## Steps for generating object_detect.dlc

For this demo, a YoloNAS model is used. You can read more about this model in VisionSolution1-YoloNasSSD Readme.

#### Note->Use python3.8 or above for generating onnx and python3.6 for generating dlc

In [None]:
## Note- Use python3.8 or above for generating onnx

!pip install super-gradients==3.1.2


## Downloading Model from git repo
import torch
# Load model with pretrained weights
from super_gradients.training import models
from super_gradients.common.object_names import Models

model = models.get(Models.YOLO_NAS_S, pretrained_weights="coco")

# Prepare model for conversion
# Input size is in format of [Batch x Channels x Width x Height] where 640 is the standard COCO dataset dimensions
model.eval()
model.prep_model_for_conversion(input_size=[1, 3, 320, 320])

# Create dummy_input
dummy_input = torch.randn([1, 3, 320, 320], device="cpu")

# Convert model to onnx
torch.onnx.export(model, dummy_input, "yolo_nas_s.onnx", opset_version=11)

#### Enable python3.6 environment, to use SNPE SDK and then convert onnx to dlc

In [None]:
%%bash
snpe-onnx-to-dlc -i yolo_nas_s.onnx -o app/src/main/assets/yolo_nas_s.dlc

## Quantizing MobileNetSSD

In [None]:
##STEPS to preprocess images

def preprocess(original_image):
    resized_image = cv2.resize(original_image, (320, 320))
    resized_image = resized_image/255
    return resized_image

import cv2
import numpy as np
import os

##Please download Coco2014 dataset and give the path here
dataset_path = "/workspace/val2014/"

!mkdir -p rawYoloNAS

filenames=[]
for path in os.listdir(dataset_path)[:5]:
    # check if current path is a file
    if os.path.isfile(os.path.join(dataset_path, path)):
        filenames.append(os.path.join(dataset_path, path))

for filename in filenames:
    original_image = cv2.imread(filename)
    img = preprocess(original_image)
    img = img.astype(np.float32)
    img.tofile("rawYoloNAS/"+filename.split("/")[-1].split(".")[0]+".raw")

In [None]:
%%bash
find rawYoloNAS -name *.raw > YoloInputlist.txt

In [None]:
%%bash
cat YoloInputlist.txt

In [None]:
%%bash
snpe-dlc-quantize --input_dlc app/src/main/assets/yolo_nas_s.dlc --input_list YoloInputlist.txt --use_enhanced_quantizer --use_adjusted_weights_quantizer --axis_quant --output_dlc app/src/main/assets/Quant_yoloNas_s_320.dlc


## How to change the object-detect model ? 

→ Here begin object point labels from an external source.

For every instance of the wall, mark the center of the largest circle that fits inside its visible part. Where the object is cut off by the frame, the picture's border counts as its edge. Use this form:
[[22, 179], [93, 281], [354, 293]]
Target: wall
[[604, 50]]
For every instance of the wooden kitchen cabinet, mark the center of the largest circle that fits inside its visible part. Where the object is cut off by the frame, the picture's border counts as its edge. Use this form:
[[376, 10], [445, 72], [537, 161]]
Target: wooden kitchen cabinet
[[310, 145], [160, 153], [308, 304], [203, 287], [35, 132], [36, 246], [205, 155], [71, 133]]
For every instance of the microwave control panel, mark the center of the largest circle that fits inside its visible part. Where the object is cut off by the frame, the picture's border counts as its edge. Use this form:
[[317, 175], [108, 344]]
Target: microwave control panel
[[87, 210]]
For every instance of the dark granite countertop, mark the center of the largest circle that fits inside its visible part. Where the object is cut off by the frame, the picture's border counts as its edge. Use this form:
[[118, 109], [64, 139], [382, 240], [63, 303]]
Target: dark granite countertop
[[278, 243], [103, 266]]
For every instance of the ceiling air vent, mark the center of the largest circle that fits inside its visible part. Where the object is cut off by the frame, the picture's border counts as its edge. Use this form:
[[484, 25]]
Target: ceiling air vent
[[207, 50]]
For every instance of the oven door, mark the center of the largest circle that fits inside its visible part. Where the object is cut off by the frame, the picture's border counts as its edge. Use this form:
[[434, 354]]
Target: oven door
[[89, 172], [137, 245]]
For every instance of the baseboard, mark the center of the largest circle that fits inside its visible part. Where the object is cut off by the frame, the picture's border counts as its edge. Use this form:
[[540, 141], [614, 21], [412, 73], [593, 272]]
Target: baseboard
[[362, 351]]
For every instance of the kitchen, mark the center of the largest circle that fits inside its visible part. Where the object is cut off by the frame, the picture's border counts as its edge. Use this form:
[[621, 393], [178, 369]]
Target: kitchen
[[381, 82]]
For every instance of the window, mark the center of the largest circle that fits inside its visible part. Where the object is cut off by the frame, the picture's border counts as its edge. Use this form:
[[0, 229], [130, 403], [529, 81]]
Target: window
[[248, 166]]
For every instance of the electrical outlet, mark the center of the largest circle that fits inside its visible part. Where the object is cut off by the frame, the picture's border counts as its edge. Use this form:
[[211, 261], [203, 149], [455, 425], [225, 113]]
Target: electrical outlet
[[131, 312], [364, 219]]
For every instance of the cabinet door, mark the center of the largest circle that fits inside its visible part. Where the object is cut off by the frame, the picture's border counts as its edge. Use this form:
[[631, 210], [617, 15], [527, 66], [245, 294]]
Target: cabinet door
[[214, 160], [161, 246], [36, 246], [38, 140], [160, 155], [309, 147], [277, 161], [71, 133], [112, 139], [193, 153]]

Object detection models are highly dependant on model architecture, and the pre-processing requirements vary a lot from model to model. 
If user intends to use a different model e.g. YoloV5, following steps should be followed : 

- Ensure Qualcomm® Neural Processing SDK supports the operations in selected model
- Study the pre processing, and post processing requirements for the selected model
- Most object detection models operate in RGB space. Input camera YUV buffers need to be converted to RGB basd on model requirements 


# Info about HRNET

HRNET model is State-of-the-art model for human pose estimation. It has good accuracy for results with single person, but has lower accuracy for multiple persons. To enhance that, HRNET uses object-detect model to identify a single person in a frame and then give the data to HRNET to get pose of that person. In this solution, we use MobileNetSSD for detecting human and then give the preprocesssed data to HRNET to achieve better accuracy for pose estimation.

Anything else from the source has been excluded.